Cuando Antonio se marchó al juzgado, las dos mujeres se abrazaron alegres.

—Vamos a salir de aquí, madre. Por fin vamos a salir de esta casa.

—Sí… —contestó Marta. Su rostro se ensombreció de repente al recordar a la artífice de aquella alegría momentánea—. Pobre doña Fermina, no sé si alguna vez podré perdonarme que la dejé abandonada.

—Tú no la abandonaste, madre. Ella te quería mucho.

—Por eso, Elena, porque me quería mucho tenía que haber estado más pendiente de ella. Desde que pasó tengo una cosa aquí —dijo poniéndose la mano en el pecho—, como si me faltase el aire que respirar.

—No podías estar en todo, tenías que trabajar.

Marta miró a su hija con languidez.

—Sí. Tenía que trabajar y por eso abandoné todo lo que era importante, no solo a doña Fermina, sino también a ti y en cierto modo a tu padre.

—No digas eso, madre, a mí no me has abandonado nunca.

Marta sonrió entristecida. Desde aquella noche del Viernes de Dolores presentía que algo grave había ocurrido entre Basilio y su hija. Le había dado muchas vueltas y había llegado a la inquietante conclusión de que Basilio podría haber intentado sobrepasarse con ella; solo de pensar que pudieran tener algo entre ellos se le aceleraba el corazón, sabiendo como ella sabía que eran medio hermanos.

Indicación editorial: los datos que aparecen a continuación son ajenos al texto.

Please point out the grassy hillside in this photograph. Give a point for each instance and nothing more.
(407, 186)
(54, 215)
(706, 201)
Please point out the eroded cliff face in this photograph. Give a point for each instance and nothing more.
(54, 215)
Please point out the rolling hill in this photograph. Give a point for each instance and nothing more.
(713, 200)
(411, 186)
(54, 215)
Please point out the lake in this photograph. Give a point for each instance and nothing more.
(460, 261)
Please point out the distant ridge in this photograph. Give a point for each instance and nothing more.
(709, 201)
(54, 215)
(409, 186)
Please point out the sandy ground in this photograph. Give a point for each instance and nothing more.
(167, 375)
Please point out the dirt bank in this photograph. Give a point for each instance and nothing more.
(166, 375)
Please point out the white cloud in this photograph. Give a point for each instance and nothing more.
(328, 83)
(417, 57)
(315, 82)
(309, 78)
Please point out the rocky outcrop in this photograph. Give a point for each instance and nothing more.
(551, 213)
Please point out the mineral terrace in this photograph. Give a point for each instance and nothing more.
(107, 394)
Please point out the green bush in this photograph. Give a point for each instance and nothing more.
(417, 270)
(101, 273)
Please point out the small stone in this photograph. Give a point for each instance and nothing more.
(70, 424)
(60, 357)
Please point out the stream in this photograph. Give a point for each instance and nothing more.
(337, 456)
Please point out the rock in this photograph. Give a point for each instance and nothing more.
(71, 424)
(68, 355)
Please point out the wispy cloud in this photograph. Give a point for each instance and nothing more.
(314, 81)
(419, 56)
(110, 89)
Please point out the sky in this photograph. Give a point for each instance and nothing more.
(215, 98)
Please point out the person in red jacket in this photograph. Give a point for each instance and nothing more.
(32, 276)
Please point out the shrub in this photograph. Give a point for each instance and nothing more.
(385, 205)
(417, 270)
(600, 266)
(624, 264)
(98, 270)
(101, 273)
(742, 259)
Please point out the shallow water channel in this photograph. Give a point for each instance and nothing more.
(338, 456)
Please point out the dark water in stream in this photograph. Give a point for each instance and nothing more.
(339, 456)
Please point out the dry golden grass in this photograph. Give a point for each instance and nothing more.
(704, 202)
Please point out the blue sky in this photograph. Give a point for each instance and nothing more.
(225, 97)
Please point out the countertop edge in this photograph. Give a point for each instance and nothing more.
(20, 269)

—Dime una cosa, Elena. —Se acercó a su hija y retiró el flequillo de su frente como cuando era una niña—. ¿Alguna vez Basilio ha intentado algo contigo?

—¿Qué quieres decir?

—Que si Basilio se ha intentado propasar contigo. Eres muy bonita, Elena, y él es un hombre…, y he pensado que tal vez…, él…

—No, no te preocupes, madre. Es un poco fantasma pero inofensivo, al menos conmigo.

—Entonces, ¿qué ocurrió aquella noche que saliste con él y con Julita?

El gesto de Elena cambió sin que ella pudiera evitarlo, evidenciando a la madre que algo grave e inconfesable había ocurrido.

—No pasó nada, ya te lo dije. Nada.

Tuvo que callarse porque se oyeron dos toques en la puerta.